7. Run With -crazy Command Line Option

The main() function looks for '-crazy' option on the command line. We'll learn how to code that up soon. For now, just know that main() calls the print_file_crazy() function.

Here is command line to run with -crazy option

$ python3 crazycat.py -crazy poem.txt 
rOsEs aRe rEd
vIoLeTs aRe bLuE
tHiS DoEs nOt rHyMe

How does the program produce that output?

8. Recall: `crazy_str(s)` Function

Recall the crazy_str(s) black-box function that takes in a string, and computes and returns a funny-capitalization version of it. This function is included in crazycat.py.

crazy_str('Hello') -> 'hElLo'

9. - `-crazy` Code Plan

1. Read each line of text from the file with the standard loop.

2. Call the crazy_str() function passing in each line, getting back the crazy version of that line.

3. Print the crazy version of the line.

10. print_file_crazy() Code

The code is similar to print_file_plain() but passes each line through the crazy_str() function before printing. Think about the flow of data for each iteration of the loop - from the line variable, through crazy_str(), and printed to standard output.

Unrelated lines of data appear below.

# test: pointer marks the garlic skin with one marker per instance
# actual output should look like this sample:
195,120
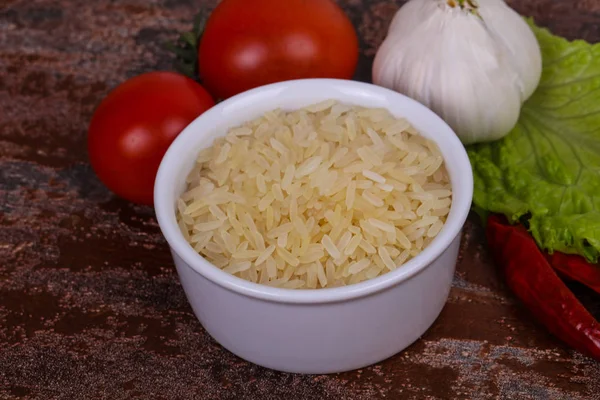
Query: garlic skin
474,67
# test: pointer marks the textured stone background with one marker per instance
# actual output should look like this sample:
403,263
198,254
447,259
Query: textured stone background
90,305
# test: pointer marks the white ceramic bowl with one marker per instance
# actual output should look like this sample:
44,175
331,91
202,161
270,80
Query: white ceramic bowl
324,330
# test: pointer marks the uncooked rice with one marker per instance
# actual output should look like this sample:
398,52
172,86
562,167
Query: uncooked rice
325,196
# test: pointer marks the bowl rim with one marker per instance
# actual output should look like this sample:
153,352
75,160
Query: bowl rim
461,204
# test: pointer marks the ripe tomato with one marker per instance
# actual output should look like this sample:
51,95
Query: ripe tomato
249,43
135,124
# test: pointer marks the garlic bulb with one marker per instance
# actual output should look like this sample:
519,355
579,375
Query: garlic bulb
473,62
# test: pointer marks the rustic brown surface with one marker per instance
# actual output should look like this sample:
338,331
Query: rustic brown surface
90,305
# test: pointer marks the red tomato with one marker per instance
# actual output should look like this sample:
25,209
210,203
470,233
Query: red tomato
135,124
249,43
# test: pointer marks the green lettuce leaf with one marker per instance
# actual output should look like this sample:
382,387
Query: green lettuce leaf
547,170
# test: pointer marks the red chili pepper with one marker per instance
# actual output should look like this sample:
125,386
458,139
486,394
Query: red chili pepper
535,283
577,268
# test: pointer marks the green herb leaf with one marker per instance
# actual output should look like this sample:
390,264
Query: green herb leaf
548,167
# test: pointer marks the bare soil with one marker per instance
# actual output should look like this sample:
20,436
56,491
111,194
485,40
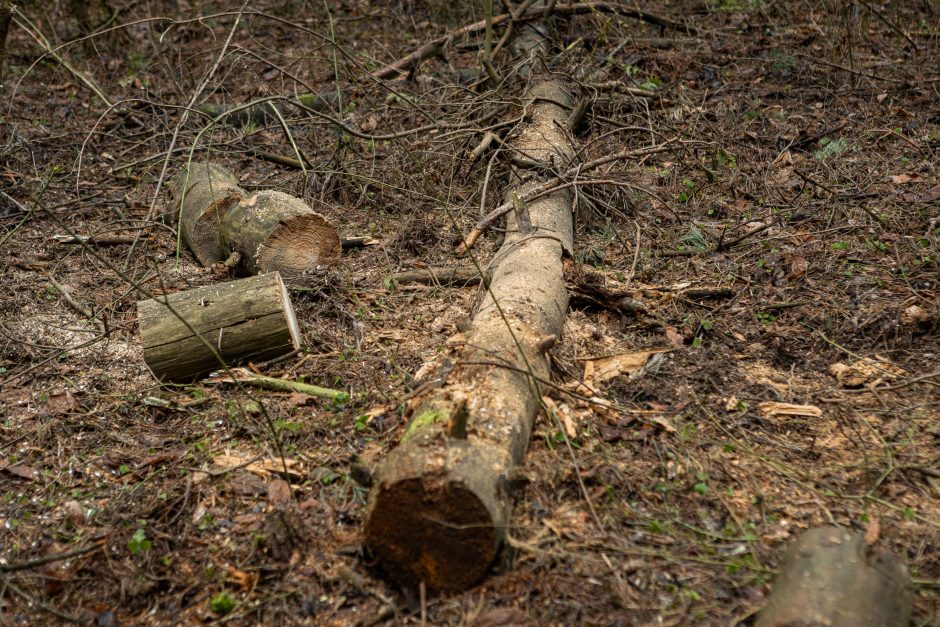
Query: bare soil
798,186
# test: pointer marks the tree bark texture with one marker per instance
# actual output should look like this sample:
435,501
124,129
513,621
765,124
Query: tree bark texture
440,503
272,231
831,577
6,16
245,320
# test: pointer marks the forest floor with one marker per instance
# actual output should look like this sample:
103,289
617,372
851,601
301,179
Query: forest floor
782,248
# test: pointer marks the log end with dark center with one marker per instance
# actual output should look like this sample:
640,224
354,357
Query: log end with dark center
431,530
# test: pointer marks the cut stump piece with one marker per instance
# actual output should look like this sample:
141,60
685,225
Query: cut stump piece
274,231
246,320
205,192
831,577
441,501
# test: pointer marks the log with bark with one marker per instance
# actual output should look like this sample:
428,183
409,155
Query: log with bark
189,334
440,502
270,230
832,577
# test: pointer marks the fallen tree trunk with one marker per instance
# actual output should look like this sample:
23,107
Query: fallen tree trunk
246,320
440,502
270,230
832,577
275,231
205,192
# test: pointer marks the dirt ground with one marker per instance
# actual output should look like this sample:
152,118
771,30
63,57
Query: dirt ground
782,248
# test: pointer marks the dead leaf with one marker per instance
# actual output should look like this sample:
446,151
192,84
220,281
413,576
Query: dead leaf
789,409
368,125
872,531
62,404
297,399
914,315
563,413
262,467
674,337
279,493
662,422
75,512
930,195
871,371
798,266
245,581
607,368
20,470
503,617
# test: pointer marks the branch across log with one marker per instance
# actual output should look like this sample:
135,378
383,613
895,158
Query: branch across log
440,502
270,230
831,576
246,320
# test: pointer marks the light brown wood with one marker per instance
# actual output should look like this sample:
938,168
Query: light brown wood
831,577
189,334
440,502
274,231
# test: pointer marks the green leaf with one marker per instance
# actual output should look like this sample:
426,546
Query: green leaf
139,543
222,603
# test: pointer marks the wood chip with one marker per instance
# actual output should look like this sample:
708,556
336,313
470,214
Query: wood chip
789,409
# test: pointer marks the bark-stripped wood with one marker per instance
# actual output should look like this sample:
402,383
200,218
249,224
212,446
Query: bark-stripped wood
832,577
275,231
440,503
272,231
246,320
206,191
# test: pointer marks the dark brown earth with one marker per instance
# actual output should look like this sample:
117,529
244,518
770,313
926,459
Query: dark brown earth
798,187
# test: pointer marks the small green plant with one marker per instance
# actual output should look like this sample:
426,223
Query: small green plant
764,317
830,147
139,543
222,604
695,239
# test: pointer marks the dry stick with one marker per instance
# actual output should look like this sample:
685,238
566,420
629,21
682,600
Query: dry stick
437,45
548,186
179,126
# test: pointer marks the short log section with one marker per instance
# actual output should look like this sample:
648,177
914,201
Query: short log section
440,503
205,192
831,577
186,334
272,231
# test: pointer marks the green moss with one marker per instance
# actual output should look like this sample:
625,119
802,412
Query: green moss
422,421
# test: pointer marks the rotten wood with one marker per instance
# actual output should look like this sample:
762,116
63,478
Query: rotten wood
270,230
275,231
205,193
185,334
441,500
831,576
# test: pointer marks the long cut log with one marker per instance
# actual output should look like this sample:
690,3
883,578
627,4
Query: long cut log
245,320
831,577
275,231
440,502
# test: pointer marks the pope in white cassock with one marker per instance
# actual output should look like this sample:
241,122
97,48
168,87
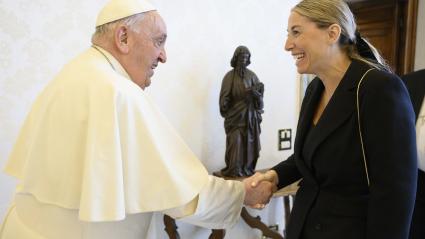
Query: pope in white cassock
95,157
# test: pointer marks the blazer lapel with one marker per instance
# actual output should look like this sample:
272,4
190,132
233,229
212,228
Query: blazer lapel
341,106
311,98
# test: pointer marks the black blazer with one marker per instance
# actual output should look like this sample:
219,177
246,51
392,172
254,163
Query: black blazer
334,200
415,83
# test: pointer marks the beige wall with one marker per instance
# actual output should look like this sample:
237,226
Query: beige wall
37,37
420,37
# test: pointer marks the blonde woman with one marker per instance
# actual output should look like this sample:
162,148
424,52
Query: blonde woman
358,177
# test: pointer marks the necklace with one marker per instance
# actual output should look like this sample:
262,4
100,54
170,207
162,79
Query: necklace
103,54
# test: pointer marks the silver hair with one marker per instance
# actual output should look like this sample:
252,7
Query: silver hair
107,30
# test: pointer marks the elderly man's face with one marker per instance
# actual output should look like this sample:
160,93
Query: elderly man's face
147,49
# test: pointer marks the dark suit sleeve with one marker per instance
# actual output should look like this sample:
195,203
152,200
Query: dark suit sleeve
388,128
287,171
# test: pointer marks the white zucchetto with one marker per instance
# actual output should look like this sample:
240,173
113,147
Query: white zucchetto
119,9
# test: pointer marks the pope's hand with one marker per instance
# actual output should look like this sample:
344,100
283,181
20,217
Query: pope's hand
258,196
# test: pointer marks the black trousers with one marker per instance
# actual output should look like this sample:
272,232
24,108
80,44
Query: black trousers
417,229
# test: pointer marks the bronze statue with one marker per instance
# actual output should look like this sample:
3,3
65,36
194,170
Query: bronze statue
241,105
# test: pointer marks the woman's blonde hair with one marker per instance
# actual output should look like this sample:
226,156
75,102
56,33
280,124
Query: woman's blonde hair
327,12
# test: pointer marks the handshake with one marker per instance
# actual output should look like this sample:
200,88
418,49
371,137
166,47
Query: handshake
259,188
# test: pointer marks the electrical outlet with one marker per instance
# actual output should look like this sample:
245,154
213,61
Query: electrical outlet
284,139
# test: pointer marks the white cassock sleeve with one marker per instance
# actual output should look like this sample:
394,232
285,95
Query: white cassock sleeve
217,206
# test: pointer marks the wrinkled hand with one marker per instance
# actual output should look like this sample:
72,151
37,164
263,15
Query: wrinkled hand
258,191
270,176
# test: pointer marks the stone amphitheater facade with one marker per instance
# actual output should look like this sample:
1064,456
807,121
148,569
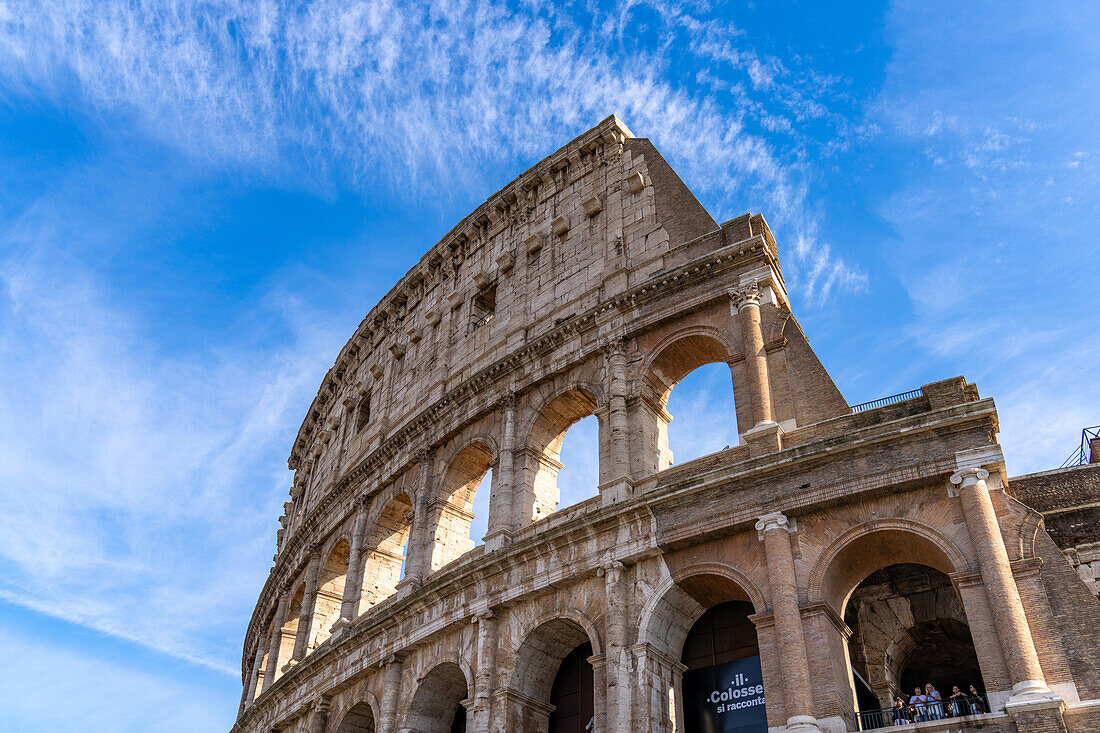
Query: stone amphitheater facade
591,285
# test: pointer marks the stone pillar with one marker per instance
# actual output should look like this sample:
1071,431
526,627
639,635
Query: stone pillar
774,529
308,598
418,559
276,635
618,714
1004,604
254,678
320,714
481,709
747,301
502,521
391,691
353,584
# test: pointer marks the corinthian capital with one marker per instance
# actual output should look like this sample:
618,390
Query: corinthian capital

def print_file_crazy(filename):
    """
    Given a filename, read all its lines and print them out
    in crazy form.
    """
    with open(filename) as f:
        for line in f:
            line = line.strip()
            line_crazy = crazy_str(line)
            print(line_crazy)

Experiments

1. Run on alice-book.txt - 3600 lines. The file for-loop rips through the data in a fraction of a second. You can get a feel for how your research project could use Python to tear through some giant text file of data.

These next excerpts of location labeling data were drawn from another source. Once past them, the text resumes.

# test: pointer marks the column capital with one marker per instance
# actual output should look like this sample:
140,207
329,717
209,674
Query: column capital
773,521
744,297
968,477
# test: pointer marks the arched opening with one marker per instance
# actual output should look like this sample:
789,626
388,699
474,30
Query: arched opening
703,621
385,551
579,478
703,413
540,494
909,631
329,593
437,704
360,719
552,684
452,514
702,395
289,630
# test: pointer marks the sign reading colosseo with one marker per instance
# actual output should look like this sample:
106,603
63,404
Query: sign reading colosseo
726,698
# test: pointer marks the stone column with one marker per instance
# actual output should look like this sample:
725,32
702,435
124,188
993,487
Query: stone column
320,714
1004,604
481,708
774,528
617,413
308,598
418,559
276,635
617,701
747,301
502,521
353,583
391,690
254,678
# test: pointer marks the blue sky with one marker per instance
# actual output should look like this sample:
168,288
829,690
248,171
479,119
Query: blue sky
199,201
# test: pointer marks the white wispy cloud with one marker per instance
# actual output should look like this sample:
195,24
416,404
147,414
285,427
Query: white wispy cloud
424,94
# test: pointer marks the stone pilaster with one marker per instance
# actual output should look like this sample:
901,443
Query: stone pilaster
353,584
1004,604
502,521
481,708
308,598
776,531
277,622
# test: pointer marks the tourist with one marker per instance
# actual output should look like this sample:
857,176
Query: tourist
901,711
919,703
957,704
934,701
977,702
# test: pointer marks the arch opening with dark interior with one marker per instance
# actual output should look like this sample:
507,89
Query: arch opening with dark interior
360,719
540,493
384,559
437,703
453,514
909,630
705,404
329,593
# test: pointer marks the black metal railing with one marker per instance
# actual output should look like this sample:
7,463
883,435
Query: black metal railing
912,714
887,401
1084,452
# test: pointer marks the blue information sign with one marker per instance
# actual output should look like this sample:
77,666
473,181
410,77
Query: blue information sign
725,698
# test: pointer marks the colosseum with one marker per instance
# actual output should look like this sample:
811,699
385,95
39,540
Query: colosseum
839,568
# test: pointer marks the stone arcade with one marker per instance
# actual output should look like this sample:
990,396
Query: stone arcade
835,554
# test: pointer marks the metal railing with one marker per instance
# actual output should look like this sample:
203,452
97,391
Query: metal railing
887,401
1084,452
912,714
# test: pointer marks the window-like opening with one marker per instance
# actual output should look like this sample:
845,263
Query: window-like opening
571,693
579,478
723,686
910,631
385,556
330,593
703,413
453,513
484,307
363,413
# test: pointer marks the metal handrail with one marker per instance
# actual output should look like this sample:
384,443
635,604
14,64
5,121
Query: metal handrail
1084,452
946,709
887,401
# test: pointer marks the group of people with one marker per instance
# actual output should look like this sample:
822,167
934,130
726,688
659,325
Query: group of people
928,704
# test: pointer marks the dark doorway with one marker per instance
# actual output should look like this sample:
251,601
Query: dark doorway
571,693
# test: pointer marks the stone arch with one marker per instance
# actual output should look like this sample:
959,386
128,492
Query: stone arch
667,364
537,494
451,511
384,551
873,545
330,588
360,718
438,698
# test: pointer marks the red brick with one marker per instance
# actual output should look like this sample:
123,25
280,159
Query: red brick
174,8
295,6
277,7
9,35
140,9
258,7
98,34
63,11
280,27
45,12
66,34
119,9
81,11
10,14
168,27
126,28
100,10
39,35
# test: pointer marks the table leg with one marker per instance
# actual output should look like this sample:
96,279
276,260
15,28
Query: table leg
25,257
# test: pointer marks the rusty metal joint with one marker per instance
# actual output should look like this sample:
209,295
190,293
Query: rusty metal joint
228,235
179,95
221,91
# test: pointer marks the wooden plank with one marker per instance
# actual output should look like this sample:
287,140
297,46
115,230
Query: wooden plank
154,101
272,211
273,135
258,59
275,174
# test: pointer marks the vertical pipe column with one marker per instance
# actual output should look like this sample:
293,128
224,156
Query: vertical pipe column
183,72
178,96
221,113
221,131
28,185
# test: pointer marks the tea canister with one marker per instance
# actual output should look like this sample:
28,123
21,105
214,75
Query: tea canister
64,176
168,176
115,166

python3 crazycat.py -crazy alice-book.txt

2. Shorten the print() in the loop to one line, as below. Describe the sequence of things that happens to each line:

            print(crazy_str(line))

3. (very optional) Try removing the line = line.strip(). What happens to the output? What is happening: the line has a '\n' at its end. The print() function also adds a newline at the end of what it prints.

Optional > Trick

Try running this way, works on all operating systems:

$ python3 crazycat.py -crazy alice-book.txt > capture.txt

What does this do? Instead of printing to the terminal, it captures standard output to a file "capture.txt". Use "ls" and "cat" to look at the new file. This is a super handy way to use your programs. You run the program, experimenting and seeing the output directly. When you have a form you, like use > once to capture the output. Like the pros do it!